ASIC explains why now

Commissioner addresses why responsible lending guidelines are being updated for the first time in nearly a decade

ASIC explains why now

News

By Madison Utley

ASIC Commissioner Sean Hughes has sought to clarify why the regulator is updating its responsible lending guidelines through addressing the “myths that need busting” and “exaggerated and inaccurate criticisms” that have been circulating.

Speaking at the ARCA National Conference on the Gold Coast, Hughes explained the changes to the responsible lending framework are intended to both clarify the existing guidance as well as provide additional guidance.

Why update the guidance?

Since the introduction of responsible lending laws, ASIC has regularly reviewed industry practices and sought to ensure clear communication and application of the law. However, that said, Hughes highlighted the importance of the word ‘guidance’.

“It is critical everyone is clear that our guidance does not, and the revised guidance will not, create new obligations. Simply because it cannot do that,” said Hughes.

“Our regulatory guides are just that – guidance – about approaches that licensees can adopt to reduce the risk that they fail to comply with the responsible lending laws.”

Hughes cited the ‘Wagyu and ShirazWestpac case as an example of ASIC’s commitment to clarifying the laws for lenders, defending the decision to appeal the judgement despite the criticism it brought forth.

“Our objective in appealing this decision is, in fact, to clarify the application of the law. And we believe that doing so is in the best interests of both consumers and lenders,” he said.

“It is an important part of ASIC’s mandate to clarify the law where there is uncertainty, and thereby support and guide industry to understand their obligations.

“Put simply, we believe that the judgment left it too unclear what steps are required of a lender.

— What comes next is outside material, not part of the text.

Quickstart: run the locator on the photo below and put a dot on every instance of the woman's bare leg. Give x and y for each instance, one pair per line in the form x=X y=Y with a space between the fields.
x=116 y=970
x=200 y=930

We are seeking clarity by appealing.”  

Misconceptions about responsible lending

According to Hughes, the “myths and exaggerated claims” about the supposed effects of the responsible lending laws are not supported by the facts of the law or economic data. 

He denied claims that small business lending is negatively affected by the responsible lending obligations, explaining the obligations administered by ASIC apply to credit provided to individuals; as such, a loan to a company for any purpose is not subject to the responsible lending obligations.

Further, he rejected that ASIC’s guidance and consultation has caused increases to credit application processing times or rejection rates, saying that delays could more likely be attributed to lenders tightening their standards after the royal commission.

“Finally, there has been a suggestion that responsible lending has had a negative effect on economic growth,” said Hughes.

“We do not accept this. The evidence and data available to ASIC do not suggest that the decision to update our guidance has contributed to the current state of the economy by limiting access to credit.”

“Instead, the main reason for slower credit growth has been a decline in the demand for credit. Statements made during ASIC’s public hearings, other information we have collected from industry, and recently published economic statistics all support this view.”